The initial consequence of this policy change-the composition of the entering law school class at Boalt Hall-is deeply disturbing. We fear we will face a less dramatic, but similar circumstance next fall when race will no longer be considered as a factor in freshman admissions. We cannot hide from the fact that the initial effect of the new regental policy and Proposition 209 will be to yield a less diverse student body. I do not believe this is in the best interests of our students, whose education is enhanced in a diverse environment; the employers of California, who desire a diverse workforce; and the citizens of California, who live in the most diverse state in the union.

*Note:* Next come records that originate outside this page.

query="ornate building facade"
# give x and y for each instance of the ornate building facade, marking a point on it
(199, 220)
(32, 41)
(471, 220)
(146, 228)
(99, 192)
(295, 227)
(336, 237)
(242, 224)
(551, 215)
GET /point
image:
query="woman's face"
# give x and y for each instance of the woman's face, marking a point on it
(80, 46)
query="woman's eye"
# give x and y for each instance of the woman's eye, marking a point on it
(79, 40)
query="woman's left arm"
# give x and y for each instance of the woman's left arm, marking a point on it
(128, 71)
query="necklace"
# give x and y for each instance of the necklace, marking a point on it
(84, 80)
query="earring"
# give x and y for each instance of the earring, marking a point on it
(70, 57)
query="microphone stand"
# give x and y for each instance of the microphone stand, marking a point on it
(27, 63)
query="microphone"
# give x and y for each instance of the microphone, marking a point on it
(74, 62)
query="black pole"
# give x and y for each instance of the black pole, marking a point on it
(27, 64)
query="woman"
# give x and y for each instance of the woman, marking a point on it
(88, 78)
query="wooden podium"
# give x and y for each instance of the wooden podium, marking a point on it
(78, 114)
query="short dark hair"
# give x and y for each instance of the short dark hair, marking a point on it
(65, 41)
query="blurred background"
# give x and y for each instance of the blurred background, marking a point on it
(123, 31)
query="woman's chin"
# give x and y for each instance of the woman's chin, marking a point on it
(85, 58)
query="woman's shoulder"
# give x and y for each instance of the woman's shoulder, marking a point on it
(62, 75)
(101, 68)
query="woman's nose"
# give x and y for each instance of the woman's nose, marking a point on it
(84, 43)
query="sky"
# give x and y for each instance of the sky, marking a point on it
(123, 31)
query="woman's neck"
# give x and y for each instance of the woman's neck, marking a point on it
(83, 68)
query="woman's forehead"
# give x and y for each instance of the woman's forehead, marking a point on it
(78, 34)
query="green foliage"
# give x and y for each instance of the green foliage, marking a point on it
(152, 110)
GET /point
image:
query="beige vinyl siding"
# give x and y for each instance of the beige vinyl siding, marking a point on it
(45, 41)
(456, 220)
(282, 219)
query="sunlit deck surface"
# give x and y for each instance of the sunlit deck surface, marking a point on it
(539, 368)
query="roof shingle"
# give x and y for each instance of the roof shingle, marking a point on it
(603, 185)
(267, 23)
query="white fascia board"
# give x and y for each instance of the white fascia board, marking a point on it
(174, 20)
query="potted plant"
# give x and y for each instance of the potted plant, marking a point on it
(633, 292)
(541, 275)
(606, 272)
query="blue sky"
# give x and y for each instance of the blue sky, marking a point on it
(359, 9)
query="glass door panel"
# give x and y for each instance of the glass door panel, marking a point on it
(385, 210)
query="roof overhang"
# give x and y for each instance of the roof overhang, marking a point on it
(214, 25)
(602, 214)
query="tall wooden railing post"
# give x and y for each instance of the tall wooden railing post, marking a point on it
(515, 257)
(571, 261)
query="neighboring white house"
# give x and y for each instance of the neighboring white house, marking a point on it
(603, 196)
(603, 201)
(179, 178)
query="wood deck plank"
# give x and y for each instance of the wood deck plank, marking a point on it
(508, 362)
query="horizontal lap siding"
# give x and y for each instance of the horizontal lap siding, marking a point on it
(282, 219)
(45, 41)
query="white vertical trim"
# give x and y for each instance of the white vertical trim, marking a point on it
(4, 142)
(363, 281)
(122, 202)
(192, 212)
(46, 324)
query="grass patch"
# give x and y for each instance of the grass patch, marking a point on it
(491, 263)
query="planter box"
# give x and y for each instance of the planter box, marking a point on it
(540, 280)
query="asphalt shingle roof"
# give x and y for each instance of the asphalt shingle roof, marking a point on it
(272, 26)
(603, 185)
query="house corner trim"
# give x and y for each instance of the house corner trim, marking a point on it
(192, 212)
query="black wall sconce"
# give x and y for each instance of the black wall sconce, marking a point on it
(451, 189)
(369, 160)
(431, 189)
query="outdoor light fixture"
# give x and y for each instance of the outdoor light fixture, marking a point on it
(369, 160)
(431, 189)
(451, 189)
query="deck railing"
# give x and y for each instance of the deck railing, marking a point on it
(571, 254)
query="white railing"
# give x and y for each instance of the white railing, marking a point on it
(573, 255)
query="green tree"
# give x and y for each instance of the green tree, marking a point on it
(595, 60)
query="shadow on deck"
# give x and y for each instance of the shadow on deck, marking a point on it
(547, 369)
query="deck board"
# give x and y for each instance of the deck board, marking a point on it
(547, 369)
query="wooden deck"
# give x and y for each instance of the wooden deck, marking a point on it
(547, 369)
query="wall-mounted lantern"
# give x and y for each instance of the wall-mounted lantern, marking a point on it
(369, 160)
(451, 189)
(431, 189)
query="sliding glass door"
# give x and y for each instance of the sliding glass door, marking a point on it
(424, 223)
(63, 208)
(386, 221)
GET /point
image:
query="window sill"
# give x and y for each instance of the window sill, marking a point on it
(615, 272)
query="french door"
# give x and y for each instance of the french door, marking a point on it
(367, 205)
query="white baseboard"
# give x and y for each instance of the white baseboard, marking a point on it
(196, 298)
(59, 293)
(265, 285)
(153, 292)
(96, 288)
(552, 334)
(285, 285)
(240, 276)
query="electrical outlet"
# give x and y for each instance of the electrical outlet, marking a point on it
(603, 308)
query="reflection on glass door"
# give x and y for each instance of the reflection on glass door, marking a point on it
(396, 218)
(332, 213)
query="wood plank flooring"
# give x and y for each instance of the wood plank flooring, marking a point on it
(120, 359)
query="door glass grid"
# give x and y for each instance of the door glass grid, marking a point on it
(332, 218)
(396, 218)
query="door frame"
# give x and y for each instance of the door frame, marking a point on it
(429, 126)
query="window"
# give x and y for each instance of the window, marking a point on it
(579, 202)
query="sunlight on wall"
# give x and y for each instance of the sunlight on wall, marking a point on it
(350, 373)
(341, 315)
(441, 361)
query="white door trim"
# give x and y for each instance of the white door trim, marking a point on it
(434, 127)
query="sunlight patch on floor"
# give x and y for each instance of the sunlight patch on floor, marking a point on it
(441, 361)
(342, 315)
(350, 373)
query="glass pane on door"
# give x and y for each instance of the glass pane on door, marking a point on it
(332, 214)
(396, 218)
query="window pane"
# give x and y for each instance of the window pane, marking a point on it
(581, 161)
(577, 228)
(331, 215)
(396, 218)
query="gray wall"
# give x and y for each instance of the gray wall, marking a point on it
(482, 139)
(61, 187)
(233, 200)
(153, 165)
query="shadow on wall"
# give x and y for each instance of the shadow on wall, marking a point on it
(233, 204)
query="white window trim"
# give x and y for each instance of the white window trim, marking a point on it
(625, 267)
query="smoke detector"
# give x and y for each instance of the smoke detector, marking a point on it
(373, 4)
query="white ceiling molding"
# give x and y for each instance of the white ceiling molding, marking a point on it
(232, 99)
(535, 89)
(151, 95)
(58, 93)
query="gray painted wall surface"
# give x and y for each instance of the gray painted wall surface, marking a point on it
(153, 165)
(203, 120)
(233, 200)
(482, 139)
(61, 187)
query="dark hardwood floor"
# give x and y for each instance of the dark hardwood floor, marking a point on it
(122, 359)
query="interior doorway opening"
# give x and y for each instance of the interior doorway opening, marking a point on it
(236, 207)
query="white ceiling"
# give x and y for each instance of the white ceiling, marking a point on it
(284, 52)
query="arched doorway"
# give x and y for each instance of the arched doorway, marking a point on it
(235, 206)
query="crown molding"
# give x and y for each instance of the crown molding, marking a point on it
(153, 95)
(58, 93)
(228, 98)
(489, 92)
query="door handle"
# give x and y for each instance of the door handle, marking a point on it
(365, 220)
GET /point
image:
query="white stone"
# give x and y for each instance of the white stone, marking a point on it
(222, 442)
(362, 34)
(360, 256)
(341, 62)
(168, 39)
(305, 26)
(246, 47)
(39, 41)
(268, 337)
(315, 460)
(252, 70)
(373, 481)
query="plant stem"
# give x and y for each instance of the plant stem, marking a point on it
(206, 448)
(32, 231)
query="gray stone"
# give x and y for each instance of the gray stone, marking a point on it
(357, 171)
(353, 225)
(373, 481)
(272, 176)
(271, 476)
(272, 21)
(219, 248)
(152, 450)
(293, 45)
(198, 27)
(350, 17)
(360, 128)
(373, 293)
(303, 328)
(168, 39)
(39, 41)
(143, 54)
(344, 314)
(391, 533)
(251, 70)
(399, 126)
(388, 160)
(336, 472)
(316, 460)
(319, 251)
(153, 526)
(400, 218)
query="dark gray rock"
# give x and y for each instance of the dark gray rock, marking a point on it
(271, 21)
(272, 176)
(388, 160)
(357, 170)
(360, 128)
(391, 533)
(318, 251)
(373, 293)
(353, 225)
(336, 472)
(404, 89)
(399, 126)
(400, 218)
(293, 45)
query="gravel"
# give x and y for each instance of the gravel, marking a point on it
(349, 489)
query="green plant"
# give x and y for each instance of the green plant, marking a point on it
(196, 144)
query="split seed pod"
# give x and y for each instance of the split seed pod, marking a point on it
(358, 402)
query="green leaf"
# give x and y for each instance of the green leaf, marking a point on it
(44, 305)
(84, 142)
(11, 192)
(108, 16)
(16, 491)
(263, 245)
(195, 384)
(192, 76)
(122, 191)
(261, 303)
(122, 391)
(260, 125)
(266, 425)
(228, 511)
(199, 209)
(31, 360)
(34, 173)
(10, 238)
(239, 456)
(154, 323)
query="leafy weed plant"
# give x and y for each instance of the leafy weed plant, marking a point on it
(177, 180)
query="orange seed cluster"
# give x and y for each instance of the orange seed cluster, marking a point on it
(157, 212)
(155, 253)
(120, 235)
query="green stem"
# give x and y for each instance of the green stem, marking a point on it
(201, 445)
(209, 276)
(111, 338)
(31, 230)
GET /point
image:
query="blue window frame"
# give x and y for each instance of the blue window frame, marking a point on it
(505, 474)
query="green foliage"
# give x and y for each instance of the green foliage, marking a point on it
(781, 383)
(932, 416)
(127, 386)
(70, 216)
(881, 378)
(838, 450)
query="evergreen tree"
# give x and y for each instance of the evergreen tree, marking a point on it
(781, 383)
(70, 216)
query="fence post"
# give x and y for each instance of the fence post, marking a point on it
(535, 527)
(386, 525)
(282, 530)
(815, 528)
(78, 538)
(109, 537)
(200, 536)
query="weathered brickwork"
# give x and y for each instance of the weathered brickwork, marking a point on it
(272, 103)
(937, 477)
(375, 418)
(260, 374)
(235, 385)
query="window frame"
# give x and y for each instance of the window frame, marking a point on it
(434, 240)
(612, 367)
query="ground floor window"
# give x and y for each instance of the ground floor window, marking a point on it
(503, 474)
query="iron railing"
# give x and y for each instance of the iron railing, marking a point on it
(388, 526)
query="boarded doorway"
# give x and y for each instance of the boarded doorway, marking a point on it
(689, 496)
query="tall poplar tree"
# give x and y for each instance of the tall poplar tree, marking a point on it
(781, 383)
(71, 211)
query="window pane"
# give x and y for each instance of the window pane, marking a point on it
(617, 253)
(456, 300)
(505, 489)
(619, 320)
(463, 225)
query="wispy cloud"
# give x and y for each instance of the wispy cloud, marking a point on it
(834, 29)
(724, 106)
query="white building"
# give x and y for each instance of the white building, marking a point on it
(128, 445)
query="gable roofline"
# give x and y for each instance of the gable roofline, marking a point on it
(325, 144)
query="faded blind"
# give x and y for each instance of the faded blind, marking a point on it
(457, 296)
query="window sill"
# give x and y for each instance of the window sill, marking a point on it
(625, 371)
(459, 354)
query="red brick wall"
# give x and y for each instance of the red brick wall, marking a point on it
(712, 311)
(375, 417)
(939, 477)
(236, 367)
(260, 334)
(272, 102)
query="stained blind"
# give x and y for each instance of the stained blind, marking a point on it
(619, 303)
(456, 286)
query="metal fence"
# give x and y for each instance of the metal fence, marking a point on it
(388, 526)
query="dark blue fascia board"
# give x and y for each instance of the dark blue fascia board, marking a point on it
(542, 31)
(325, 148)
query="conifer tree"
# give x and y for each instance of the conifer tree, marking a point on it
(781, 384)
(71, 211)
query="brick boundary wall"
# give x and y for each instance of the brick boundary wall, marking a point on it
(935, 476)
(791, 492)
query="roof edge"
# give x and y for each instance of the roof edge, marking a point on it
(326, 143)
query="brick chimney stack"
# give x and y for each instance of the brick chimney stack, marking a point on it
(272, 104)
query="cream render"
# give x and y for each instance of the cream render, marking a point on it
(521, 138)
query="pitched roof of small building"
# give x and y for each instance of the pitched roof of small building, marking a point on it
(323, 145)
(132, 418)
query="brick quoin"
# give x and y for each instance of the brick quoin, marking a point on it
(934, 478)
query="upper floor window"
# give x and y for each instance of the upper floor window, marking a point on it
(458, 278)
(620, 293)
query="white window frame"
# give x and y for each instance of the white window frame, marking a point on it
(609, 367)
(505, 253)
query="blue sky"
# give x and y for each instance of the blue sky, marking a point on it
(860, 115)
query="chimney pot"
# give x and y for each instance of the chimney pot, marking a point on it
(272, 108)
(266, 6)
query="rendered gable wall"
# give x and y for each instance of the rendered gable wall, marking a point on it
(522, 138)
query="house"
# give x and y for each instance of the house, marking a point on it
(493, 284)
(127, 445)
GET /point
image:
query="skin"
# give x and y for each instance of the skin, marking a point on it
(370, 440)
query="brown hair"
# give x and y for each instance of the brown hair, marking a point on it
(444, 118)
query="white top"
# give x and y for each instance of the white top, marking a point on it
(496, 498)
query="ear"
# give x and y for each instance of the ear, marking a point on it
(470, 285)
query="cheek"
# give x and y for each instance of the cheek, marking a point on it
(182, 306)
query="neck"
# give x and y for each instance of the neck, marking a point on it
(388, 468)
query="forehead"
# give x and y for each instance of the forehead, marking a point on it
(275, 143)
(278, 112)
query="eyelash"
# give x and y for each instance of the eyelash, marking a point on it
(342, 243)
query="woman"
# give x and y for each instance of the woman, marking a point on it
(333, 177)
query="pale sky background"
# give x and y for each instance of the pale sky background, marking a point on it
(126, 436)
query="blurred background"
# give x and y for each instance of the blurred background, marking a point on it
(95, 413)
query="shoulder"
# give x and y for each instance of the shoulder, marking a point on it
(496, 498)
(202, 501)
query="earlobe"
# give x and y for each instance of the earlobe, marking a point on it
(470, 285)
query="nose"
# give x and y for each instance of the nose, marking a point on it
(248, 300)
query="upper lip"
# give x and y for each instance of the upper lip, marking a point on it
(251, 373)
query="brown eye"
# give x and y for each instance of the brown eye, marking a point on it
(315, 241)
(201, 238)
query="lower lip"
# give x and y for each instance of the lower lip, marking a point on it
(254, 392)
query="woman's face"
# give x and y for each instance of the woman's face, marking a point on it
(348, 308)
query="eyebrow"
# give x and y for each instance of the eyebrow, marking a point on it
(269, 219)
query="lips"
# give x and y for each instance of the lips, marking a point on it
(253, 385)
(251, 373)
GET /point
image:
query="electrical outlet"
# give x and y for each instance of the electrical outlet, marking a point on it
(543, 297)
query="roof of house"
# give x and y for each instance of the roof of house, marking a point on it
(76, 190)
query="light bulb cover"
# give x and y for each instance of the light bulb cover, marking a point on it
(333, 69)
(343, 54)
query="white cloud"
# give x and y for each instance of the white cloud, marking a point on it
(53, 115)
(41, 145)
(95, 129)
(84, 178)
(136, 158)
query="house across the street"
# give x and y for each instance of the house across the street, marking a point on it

The decline in the number of underrepresented minority students at Boalt, and the anticipated decline next fall for undergraduate freshmen, is simply unacceptable. While the purpose of our actions must be to continue to develop a student body that reflects the brilliant diversity of our state and nation, we are required to change our means of doing so. Toward that end, we are continuously reviewing our admissions and recruitment processes to assure that we are doing all that we can do within UC policy and state law to achieve a diverse and excellent student body, faculty and staff. We have begun to increase dramatically our outreach efforts with California public schools to build a larger cohort of disadvantaged students who will be competitive at Berkeley. We will be working closely with individuals and organizations outside the University to improve the financial assistance provided to students we hope to recruit. We must also work as a community to assure prospective students that we are committed to diversity and to the creation of a hospitable and supportive environment for everyone who comes here.
As it has been through most of its history, Berkeley is a symbol and focal point for the nation, known both for its excellence and for its freedom and openness. In that spirit, we welcome the review of Boalt Hall's admissions by the U.S. Department of Education's Office of Civil Rights, the continuing scrutiny of all parties to this issue and, indeed, the peaceful protest that we anticipate. We have nothing to hide. We are proud of our record and our determination. We believe that the research of our faculty, the constructive efforts of our students and staff, and the debate that we stimulate will benefit the nation.
There will be ample opportunities during the academic year to discuss and debate the many issues surrounding race in this country. I welcome this debate and embrace the challenges it brings with it. I urge all members of the campus community to make your views known, to volunteer your efforts in local schools and to help write the next chapter in the history of race relations in a way that will benefit the common good.